Auch Verdienstmöglichkeiten stehen bei der Wahl des Studienfachs wohl eher nicht im Vordergrund. Denn Geistes-, Kultur- und Sozialwissenschaftler haben im Durchschnitt ein geringeres Einkommen als andere Akademiker. Während die Hälfte der in Vollzeit erwerbstätigen Geistes-, Kultur- und Sozialwissenschaftler weniger als 2300 Euro pro Monat netto verdient, liegt der entsprechende Wert bei Akademikern anderer Fachrichtungen bei 2600 Euro. Das belegt eine vom Institut für Arbeitsmarkt- und Berufsforschung (IAB) veröffentlichte Studie.

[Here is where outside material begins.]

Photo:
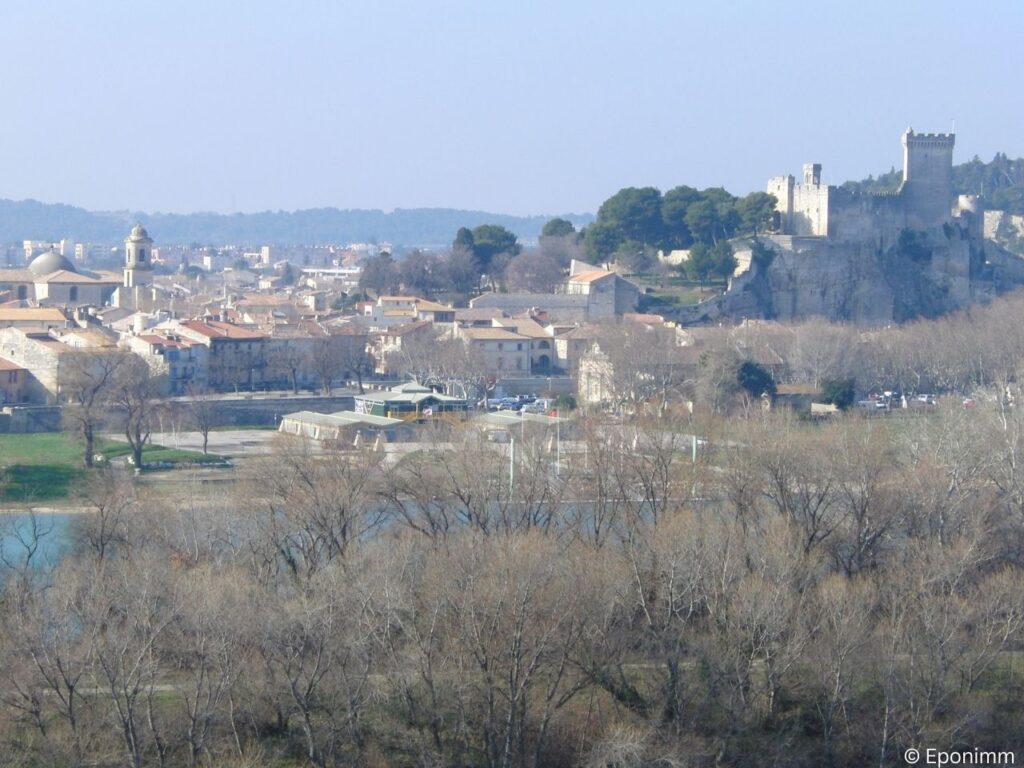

Traditionelle Einsatzmöglichkeiten für Geisteswissenschaftler finden sich vor allem in Publizistik, Kunst, in Lehre und Bildung sowie in Forschung und Wissenschaft. Ebenso sind sie im Kulturmanagement, in der öffentlichen Verwaltung, in Werbung, PR und Marketing sowie in anderen Dienstleistungsberufen zu Hause.

Man kann jedem Geisteswissenschaftler einen Crashkurs BWL verpassen

Und nicht zuletzt üben Geisteswissenschaftler auch kaufmännische Tätigkeiten aus. "Natürlich gibt es Grenzen", sagt Karriereexperte Müller-Thurau. "Wenn ich einen Controller brauche, nehme ich keinen Historiker." Ansonsten gelte: "Entscheidend ist die Persönlichkeit. Man kann jedem Geisteswissenschaftler einen Crashkurs in Wirtschaftswissen verpassen."

Durch den Wandel der Medienlandschaft sind weitere Berufsfelder entstanden. Um sämtliche Belange des Internets kümmert sich bei Olympus beispielsweise Sabine Prinz. Sie hat in Heidelberg Romanistik, Germanistik und Politik studiert. Danach war sie zunächst in der Werbung sowie in einer Hamburger PR-Agentur tätig. Schließlich wechselte sie zu Olympus, wo sie erst in der Marketingkommunikation im Medizin-Bereich und anschließend im internationalen Produktmanagement arbeitete.

"Als Geisteswissenschaftlerin gehöre ich sicherlich zu den Exoten in unserem Unternehmen und auch in der Internet-Branche", gibt Sabine Prinz zu. "Doch in global agierenden Unternehmen werden heute auch Flexibilität und multikulturelle Bildung verlangt", sagt sie. "Geisteswissenschaftler haben sich in ihrem Studium die Schlüsselqualifikation erworben, exakt zu formulieren und selbstständig Fachkenntnisse zu erarbeiten. Das passt zu der sich ständig verändernden Internet-Welt, für die es kein Lehrbuch gibt."